Воспоминания | страница 2




Людям, знавшим Антонину Николаевну, казалось, что после выхода в 1965 году на пенсию она целиком посвятила себя Бабелю — его наследию, памяти о нем. Но вот в середине 1990-х, выпустив самое полное собрание сочинений Бабеля и опубликовав в России и за рубежом дневник писателя 1920 года (своеобразный черновик «Конармии»), она посчитала свой долг перед Бабелем выполненным. Кто посмел бы ее упрекнуть, сделай она и сотую долю того, что сделала ради мужа? Ни после его ареста на ее глазах летом 1939 года, ни позднее она не вышла замуж, считая такой шаг предательством по отношению к его памяти. (А ведь «заботливый» следователь НКВД уже тогда, в 1939 году, советовал ей «устраивать свою жизнь»…) В течение долгих пятнадцати лет, с 1939-й по 1954-й, Антонина Николаевна ежедневно ждала возвращения Бабеля. Гуманные люди из НКВД все эти годы обманывали семью писателя, заверяя, что расстрелянный ими в январе 1940 года Бабель, дескать, жив, здоров и содержится в лагерях. Через год после смерти Сталина в числе первых добилась Антонина Николаевна реабилитации имени Бабеля. В годы оттепели и застоя по крупицам собирала она бабелевский архив, сражалась за издание его сочинений и воспоминаний о нем, за организацию юбилейных вечеров памяти, за возвращение конфискованных при аресте неопубликованных рукописей Бабеля.


И вот 87-летняя Антонина Николаевна уезжала из России в США, невзирая на советы друзей, что в таком возрасте-де устраивать жизнь на чужбине поздновато… Среди людей, дававших эти вполне разумные советы, был литературный критик Александр Жолковский. В разговоре с Антониной Николаевной перед ее отъездом он спросил:

«— Чем вы будете там заниматься?

— У меня есть дело.
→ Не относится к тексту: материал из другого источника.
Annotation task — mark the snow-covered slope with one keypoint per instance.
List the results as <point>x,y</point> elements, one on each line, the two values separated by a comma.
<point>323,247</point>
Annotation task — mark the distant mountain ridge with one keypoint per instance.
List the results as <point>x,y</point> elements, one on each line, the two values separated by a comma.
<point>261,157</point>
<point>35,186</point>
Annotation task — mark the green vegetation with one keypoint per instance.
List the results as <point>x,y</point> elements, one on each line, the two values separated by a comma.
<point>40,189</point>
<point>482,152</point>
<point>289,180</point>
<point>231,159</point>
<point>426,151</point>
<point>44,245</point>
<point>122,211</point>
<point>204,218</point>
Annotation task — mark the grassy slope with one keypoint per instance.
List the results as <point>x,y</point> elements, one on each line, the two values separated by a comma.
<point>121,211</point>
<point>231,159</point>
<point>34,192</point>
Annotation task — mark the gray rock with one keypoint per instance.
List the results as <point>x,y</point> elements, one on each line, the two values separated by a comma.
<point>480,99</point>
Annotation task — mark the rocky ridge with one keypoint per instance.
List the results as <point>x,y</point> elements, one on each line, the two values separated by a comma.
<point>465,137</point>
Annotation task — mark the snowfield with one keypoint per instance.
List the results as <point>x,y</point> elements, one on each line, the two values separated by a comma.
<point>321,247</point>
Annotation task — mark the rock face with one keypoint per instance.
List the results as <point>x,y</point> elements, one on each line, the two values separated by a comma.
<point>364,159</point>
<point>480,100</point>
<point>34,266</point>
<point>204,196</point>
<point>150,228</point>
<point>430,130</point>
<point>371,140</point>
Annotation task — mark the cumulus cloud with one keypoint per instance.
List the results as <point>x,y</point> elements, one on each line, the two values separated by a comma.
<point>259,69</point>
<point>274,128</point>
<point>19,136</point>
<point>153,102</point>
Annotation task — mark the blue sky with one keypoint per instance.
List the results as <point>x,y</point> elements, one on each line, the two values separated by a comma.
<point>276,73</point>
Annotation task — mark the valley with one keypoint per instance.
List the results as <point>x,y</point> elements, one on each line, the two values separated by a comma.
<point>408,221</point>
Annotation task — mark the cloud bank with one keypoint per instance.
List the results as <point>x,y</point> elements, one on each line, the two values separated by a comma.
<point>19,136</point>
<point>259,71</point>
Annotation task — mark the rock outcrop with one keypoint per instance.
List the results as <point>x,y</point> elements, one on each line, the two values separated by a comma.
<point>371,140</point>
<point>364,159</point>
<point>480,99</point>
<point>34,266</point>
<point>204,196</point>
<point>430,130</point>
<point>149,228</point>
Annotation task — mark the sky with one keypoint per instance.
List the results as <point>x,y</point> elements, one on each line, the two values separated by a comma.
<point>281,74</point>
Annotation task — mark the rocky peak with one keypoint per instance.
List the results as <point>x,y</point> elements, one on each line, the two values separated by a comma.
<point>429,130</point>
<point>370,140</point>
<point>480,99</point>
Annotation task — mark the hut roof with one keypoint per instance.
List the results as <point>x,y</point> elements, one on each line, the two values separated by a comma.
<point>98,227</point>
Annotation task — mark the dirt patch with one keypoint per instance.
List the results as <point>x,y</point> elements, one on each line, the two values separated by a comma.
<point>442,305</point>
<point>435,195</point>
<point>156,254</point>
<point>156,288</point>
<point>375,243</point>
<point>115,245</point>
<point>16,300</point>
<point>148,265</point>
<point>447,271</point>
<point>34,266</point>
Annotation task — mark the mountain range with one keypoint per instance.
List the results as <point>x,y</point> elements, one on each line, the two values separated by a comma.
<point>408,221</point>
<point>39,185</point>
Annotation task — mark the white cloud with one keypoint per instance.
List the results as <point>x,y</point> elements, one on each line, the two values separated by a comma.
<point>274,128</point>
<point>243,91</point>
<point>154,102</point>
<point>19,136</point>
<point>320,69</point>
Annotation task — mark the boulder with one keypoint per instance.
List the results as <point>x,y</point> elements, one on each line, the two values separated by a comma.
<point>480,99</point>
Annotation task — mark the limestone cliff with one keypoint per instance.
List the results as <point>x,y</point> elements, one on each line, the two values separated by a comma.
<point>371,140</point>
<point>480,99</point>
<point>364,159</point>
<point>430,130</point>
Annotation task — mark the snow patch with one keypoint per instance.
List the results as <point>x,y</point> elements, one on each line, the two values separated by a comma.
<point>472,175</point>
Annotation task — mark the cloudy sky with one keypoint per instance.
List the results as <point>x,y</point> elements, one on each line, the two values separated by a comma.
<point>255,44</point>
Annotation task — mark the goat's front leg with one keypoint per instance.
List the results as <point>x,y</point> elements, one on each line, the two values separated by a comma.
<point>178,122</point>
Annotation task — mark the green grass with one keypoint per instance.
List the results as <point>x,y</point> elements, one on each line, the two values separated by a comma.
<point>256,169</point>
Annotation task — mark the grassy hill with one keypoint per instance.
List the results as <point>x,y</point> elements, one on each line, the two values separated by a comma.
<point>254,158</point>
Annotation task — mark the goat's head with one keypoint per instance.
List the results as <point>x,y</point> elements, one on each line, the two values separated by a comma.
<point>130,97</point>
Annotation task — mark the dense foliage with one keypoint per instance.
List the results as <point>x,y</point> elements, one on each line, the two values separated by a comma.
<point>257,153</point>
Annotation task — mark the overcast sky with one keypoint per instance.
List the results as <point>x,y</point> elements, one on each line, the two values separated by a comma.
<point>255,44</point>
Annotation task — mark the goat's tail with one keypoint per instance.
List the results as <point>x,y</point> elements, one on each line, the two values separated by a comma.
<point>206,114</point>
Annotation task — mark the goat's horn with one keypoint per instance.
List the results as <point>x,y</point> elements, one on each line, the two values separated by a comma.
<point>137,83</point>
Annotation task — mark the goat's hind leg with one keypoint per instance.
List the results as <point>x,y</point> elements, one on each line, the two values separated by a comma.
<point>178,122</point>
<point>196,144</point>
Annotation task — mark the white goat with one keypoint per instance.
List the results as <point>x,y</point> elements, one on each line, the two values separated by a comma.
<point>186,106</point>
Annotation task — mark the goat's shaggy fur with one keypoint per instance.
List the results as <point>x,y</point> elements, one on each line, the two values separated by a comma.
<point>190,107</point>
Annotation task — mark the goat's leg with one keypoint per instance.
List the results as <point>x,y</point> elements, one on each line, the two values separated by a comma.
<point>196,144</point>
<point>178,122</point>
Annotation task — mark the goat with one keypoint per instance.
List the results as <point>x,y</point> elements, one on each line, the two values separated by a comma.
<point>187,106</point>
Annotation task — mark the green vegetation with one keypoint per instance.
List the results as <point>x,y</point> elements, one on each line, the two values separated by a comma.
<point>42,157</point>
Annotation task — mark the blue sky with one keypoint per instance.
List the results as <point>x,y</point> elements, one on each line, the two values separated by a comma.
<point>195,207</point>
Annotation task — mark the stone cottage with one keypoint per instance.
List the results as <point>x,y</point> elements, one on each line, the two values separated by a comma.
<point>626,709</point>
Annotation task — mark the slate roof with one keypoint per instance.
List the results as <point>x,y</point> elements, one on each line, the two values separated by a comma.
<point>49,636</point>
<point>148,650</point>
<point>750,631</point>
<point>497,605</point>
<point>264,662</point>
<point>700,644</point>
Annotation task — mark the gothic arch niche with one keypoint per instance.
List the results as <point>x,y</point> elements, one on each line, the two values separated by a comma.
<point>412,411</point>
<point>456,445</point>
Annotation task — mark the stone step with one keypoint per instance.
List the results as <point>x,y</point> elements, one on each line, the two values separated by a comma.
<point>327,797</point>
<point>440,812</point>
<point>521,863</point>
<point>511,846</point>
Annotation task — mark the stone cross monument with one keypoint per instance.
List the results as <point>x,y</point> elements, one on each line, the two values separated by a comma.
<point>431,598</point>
Я буду писать мемуары.

— О Бабеле?

— Нет, с Бабелем у меня все закончено. Я прожила свою интересную жизнь».

А впереди у Антонины Николаевны была еще одна жизнь — американская. Примечательно, что, пожелай того Антонина Николаевна, жизнь эта могла начаться намного раньше — еще в 30-х годах. Дело в том, что на том же Кузнецкстрое за ней ухаживал американский специалист-консультант, обеспеченный (в отличие от своих советских коллег) инженер, который звал юную русскую красавицу с собой в Америку, показывал фото роскошного особняка с припаркованным у входа авто. Продолжалось это ухаживание и в Москве, уже после знакомства Антонины Николаевны с Бабелем. Ну да читатель знает, кому отдала предпочтение Пирожкова.

Шестьдесят с лишним лет спустя Антонина Николаевна очутилась в предместье Вашингтона, в далеко не роскошном, но удобном и уютном коттедже. Каждый день аккуратным мелким почерком заполняла она листок за листком ученические тетради в линеечку, толщиной в двести страниц. Ко времени окончания работы над воспоминаниями тетрадей таких набралось шесть. В них уместилась долгая, богатая необычайными событиями и встречами с удивительными людьми жизнь. И все же Бабель не оставлял ее. То и дело возникает он на страницах новой книги воспоминаний. Из памяти Антонины Николаевны выплывают один за другим незаписанные еще эпизоды встреч с Бабелем, совместной жизни с ним. Она вспоминает друзей мужа — среди них не только писатели и артисты, но и военачальники, директора крупных заводов, наездники… Большинство этих людей, имена которых давно позабыты, разделили трагическую судьбу Бабеля. Постепенно исполняется и мечта «бабелеведов» — история ухаживания Бабеля, «история любви» вырисовывается на страницах книги… Целомудренная атмосфера этого ухаживания, щедрые нравы бабелевских друзей — все это сегодня напоминает рыцарские романы. Сама Антонина Николаевна определила эту атмосферу забавным словосочетанием — «советская старина».